I am not familiar with Dumont’s work, but I gather he is well-known for creating experimental or avant-garde cinema. His films apparently provoke strong reaction, both negative and positive, but he seems to be generally acknowledged for having technical skill and ingenuity.

He continues his approach in this film. He relies on relatively unknown or untrained actors, including several children, to deliver Peguy’s poetry. The most significant choice was to adapt Peguy’s work into a musical format. The characters sing many of the lines, and engage in free-form dance. The singing is accompanied by contemporary music, often electronica or metal.

Mr. Dumont appears to take the material seriously, not ironically, and Peguy’s poetry is spoken  with conviction.  This is not Mr. Dumont’s first film about religious themes, as he has previously adapted the life of a medieval Christian mystic into the film Hadewijch.

The film is organized into two acts. In the first, we are introduced to a very young Jeannette, about age 10. She is experiencing a spiritual crisis as a result of the 100 Years War, offers her life and suffering to God in atonement for the souls of the damned, and receives a mystical vision.  In the second act, we see Jeanette at about age 16. She has delayed carrying out her mission out of uncertainty, and fear of leaving her family, and must make a decision about obeying the will of God in her life.

The shots of the French countryside and the characters are very pleasing to the eye. But I have to admit, reluctantly, that I was sometimes bored and relatively unmoved by the singing and dancing. It just did not work for me. Mysticism and contemplation, as best I have read and experienced, is usually an event of quiet, calm and stillness. I found the combination of Peguy’s poetry with song and dance too distracting. This may simply reflect my personal limitations in processing too many different forms of stimulation. By way of contrast, Roger Ebert gave the film high marks.  I might have more enjoyed a Terrence Malick style adaptation of the material, with voiceover narration by Joan, long shots of nature, etc.

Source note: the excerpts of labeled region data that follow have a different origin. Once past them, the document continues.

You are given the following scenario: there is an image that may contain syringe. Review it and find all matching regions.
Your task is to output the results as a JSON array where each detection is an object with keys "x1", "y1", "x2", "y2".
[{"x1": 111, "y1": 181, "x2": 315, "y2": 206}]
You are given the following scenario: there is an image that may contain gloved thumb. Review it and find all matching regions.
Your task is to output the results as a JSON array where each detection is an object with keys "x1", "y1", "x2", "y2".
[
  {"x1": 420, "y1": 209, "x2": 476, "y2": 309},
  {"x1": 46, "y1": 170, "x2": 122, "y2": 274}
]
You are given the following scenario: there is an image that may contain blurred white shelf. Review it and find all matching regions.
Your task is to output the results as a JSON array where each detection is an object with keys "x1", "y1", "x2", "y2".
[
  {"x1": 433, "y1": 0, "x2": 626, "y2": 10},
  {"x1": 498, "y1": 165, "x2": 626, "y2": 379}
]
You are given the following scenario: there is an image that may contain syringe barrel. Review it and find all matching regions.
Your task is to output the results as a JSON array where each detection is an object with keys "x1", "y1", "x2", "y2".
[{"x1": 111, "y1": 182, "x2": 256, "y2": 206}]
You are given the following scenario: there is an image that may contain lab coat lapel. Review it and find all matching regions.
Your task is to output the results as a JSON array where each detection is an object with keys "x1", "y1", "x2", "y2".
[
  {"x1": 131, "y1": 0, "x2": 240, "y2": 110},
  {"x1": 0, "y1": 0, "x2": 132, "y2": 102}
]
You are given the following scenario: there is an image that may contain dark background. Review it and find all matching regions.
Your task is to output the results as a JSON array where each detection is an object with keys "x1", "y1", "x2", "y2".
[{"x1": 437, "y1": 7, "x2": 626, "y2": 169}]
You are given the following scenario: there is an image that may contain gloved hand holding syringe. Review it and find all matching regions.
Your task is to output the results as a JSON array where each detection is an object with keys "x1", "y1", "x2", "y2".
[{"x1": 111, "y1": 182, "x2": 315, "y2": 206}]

Mr. Dumont and his studio were happy enough with Jeannette that a sequel has been approved, and begun filming.  It will focus on her period as a soldier and perhaps include her martyrdom. It looks like he will use the child actress from the first act to play Joan again. I will be interested to learn what he bases it on. Peguy did write a sequel play/poem to The Mystery of the Charity of Joan of Arc, but it was unpublished at the time of his death, and has never been translated into English.

If you have Amazon Prime, and are a believer, it’s probably worth watching the opening few minutes to see if the film captures your imagination. Peguy’s work is important theologically, as he was a big influence on Von Balthasar, Adrienne von Speyr and other Catholics I write about at this blog. Pope Francis apparently reads him as well.